By Cde Honest Vhura Hombe
Controversial business mogul and tenderpreneur-cum-Chief Chigananda, Kudakwashe Tagwirei, is not merely participating in Zimbabwe’s biggest land heist, cosmetically flaunted on paper as the land reform programme; he is sitting at the control panel.
The Land Tenure Implementation Committee (LTIC), a 14-member technical body formed in 2024 and chaired by Tagwirei, has been presented as a long-overdue effort to unlock US$20 billion in agricultural assets accumulated over more than 20 years.
Under his stewardship, it has evolved into a tightly woven system where decision-making, financing, and data ownership converge within a single network.
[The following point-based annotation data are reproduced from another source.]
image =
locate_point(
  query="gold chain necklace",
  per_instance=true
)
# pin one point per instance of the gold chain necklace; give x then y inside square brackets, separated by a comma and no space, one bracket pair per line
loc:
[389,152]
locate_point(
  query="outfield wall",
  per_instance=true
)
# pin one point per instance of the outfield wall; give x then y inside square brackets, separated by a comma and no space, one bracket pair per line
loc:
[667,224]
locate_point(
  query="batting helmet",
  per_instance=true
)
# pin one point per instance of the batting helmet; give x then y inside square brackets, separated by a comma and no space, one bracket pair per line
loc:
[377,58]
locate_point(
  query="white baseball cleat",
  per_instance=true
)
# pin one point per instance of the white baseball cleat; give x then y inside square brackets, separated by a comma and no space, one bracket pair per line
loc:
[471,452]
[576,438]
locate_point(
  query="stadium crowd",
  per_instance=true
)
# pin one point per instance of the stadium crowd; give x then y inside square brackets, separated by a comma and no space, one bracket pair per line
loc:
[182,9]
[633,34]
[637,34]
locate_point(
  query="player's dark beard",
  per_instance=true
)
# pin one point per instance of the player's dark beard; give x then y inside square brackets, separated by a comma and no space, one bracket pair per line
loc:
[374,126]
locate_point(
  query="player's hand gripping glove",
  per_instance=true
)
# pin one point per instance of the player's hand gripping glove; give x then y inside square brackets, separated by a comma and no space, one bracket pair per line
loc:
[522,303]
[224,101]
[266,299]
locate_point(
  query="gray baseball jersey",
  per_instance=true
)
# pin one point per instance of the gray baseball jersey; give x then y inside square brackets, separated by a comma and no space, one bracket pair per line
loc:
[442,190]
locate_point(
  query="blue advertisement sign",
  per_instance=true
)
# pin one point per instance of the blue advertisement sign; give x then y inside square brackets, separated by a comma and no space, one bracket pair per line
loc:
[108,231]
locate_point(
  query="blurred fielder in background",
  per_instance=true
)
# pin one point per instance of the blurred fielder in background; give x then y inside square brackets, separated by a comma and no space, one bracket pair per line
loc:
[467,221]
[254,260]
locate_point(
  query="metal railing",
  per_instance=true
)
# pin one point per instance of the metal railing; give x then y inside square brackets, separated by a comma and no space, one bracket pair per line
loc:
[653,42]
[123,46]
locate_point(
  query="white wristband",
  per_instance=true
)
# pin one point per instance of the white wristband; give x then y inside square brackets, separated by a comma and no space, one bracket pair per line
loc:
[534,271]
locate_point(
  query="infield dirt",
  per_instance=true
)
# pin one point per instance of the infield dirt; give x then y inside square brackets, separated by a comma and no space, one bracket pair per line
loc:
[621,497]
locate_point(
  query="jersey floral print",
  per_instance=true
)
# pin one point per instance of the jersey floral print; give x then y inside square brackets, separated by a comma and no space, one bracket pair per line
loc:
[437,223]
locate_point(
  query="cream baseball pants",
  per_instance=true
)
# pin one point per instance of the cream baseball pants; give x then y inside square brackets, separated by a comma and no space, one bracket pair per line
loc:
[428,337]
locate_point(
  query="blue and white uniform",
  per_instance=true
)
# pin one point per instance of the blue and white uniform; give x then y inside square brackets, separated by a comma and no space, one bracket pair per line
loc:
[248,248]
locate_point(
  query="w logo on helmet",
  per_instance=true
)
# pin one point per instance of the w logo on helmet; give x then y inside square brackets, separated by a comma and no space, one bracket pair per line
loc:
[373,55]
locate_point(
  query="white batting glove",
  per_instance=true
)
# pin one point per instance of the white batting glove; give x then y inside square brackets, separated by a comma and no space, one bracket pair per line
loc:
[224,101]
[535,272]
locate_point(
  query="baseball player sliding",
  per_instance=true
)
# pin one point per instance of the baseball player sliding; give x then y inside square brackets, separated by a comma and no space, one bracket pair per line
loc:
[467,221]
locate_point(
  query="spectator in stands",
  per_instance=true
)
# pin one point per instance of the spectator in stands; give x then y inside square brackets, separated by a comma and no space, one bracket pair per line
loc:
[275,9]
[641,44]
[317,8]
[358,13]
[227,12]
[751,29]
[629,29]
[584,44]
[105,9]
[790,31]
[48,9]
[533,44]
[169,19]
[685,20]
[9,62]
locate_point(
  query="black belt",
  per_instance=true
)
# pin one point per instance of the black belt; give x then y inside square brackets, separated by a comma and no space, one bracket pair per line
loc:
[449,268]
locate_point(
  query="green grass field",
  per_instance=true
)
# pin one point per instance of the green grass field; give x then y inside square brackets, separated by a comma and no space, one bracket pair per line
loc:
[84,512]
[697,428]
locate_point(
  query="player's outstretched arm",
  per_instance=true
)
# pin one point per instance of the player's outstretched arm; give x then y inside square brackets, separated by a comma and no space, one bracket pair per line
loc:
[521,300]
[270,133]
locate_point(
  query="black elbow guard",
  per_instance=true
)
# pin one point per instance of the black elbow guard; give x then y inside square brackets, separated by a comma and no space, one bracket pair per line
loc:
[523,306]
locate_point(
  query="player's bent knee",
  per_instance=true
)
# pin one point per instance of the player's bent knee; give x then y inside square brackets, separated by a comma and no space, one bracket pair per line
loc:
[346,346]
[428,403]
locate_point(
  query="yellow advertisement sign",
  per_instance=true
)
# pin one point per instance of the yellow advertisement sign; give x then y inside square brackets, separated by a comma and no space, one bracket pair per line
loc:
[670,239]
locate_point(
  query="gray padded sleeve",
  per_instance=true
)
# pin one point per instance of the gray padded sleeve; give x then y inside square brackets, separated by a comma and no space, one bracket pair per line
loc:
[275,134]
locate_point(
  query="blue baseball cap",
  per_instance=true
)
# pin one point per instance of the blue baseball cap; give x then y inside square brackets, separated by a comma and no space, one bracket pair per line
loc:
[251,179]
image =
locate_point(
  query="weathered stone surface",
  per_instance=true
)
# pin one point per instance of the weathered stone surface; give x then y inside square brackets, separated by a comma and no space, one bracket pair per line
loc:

True Patriots, on paper the LTIC facilitates the issuance of title deeds, enabling farmers to use land as collateral, with a primary focus on reforming 99-year leases into more secure documents.
The reality is however, it is less a reform programme and more a masterclass in how to quietly reorganise a nation’s wealth while calling it empowerment.
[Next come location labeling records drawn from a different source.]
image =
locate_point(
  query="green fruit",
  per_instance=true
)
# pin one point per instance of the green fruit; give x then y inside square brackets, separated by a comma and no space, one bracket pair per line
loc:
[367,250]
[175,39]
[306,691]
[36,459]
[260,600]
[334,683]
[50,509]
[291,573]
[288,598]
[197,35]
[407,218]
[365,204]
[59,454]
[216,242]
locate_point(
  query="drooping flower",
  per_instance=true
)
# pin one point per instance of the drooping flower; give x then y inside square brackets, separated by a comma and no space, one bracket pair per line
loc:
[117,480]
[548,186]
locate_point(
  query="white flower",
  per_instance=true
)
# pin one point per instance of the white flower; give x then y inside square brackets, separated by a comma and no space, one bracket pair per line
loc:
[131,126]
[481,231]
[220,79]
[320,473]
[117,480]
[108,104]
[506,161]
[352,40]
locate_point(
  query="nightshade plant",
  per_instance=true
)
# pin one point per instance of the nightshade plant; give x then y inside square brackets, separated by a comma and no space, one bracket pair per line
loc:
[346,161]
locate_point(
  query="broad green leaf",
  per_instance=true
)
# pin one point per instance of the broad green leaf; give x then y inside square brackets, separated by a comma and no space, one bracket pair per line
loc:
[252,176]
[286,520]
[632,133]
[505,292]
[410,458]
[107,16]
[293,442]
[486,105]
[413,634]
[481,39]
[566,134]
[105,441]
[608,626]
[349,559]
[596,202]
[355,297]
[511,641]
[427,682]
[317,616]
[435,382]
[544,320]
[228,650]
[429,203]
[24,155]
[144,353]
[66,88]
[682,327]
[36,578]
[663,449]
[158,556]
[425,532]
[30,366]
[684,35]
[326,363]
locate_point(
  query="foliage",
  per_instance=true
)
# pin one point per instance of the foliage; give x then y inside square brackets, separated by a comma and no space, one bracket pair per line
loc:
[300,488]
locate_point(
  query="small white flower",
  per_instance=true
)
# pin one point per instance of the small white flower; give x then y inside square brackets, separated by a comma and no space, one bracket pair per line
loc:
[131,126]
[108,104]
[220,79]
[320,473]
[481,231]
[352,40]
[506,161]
For two decades, Zimbabwe’s resettled farmland existed in a legal limbo—occupied but not owned, used but not bankable.
Farmers could not sell it or borrow against it, and the land remained economically frozen.
When the government finally moved to issue
title deeds, it looked like a breakthrough.
Instead, the rollout bypassed the constitutionally mandated Lands Commission, established under Chapter 16 of the Constitution to manage such processes, and was controversially replaced by the LTIC chaired by Tagwirei.
True Patriots, ironically Tagwirei is a sanctioned businessman with no public office or formal accountability.
In Zimbabwe, it seems, constitutional bodies are now more of a suggestion than a requirement.
The elegance of the scheme lies in its layering.
True Patriots, you see the same network influencing who receives title deeds is linked to CBZ Holdings, the country’s largest lender, where Tagwirei reportedly holds a significant 30% stake.
Through its agricultural arm, CBZ Agro-Yield is not only facilitating the issuance of these title deeds but also positioning itself as the first mortgage holder on the very land being distributed.
It is a seamless loop, the network will first allocate the asset, finance the asset, and secure the asset and all within the same orbit.
One almost admires the efficiency.
But True Patriots, the story does not end at ownership and financing; it extends into the digital soul of the land itself.
Dokuma, the company awarded the tender to digitise Zimbabwe’s entire deeds registry, is no ordinary contractor.
Initially framed as a Rwandan tech firm—presumably to give it an international sheen—it is, by its own admission, a Zimbabwean entity founded in 2019.
More intriguingly, Dokuma was part of the task force designing the title deed programme years before it was awarded the contract to implement it.
In most jurisdictions, that would trigger alarms about procurement irregularities.
Here, it appears to have triggered a contract award.
Now, CBZ is acquiring a stake in Dokuma.
The bank that finances the land is buying into the company that controls the database of that land.
The circle closes with almost poetic precision.
Control the committee, control the bank, control the database—and, by extension, control the entire lifecycle of Zimbabwe’s most valuable asset class.
This is not just influence; it is infrastructure.
Meanwhile, ordinary Zimbabweans are being told that their existing title deeds—documents they paid significant sums to acquire—may soon become obsolete unless they are converted into the new digital system.
For pensioners, rural farmers, and anyone unable to navigate or afford the transition, the implications are stark.
If your property is not captured in a system controlled by this network, its legal standing becomes uncertain.
Ownership, it seems, is no longer about possession or history, but about inclusion in a privately influenced database.
True Patriots, we are witnessing the glorious rise of neo-state capture where public resources are systematically redirected into private hands through networks of power.
Zimbabwe’s version is simply more advanced.
This is not a crude exchange of bribes or a one-off tender scandal.
It is an entire architecture—carefully constructed, quietly executed, and publicly defended as reform.
The state has not disappeared; it has been repurposed, functioning as a delivery mechanism within someone else’s design.
Zimbabwe still has institutions that could interrogate this arrangement our beloved courts, parliament, regulatory bodies.
Their silence, however, has become part of the story.
These institutions have also been captured and compromised by the elite Zvigananda.
The mechanics of the system are not hidden.
They are visible, traceable, and increasingly difficult to deny.
The real question is no longer whether this is happening, but whether anyone with the authority to act will choose to see it for what it is.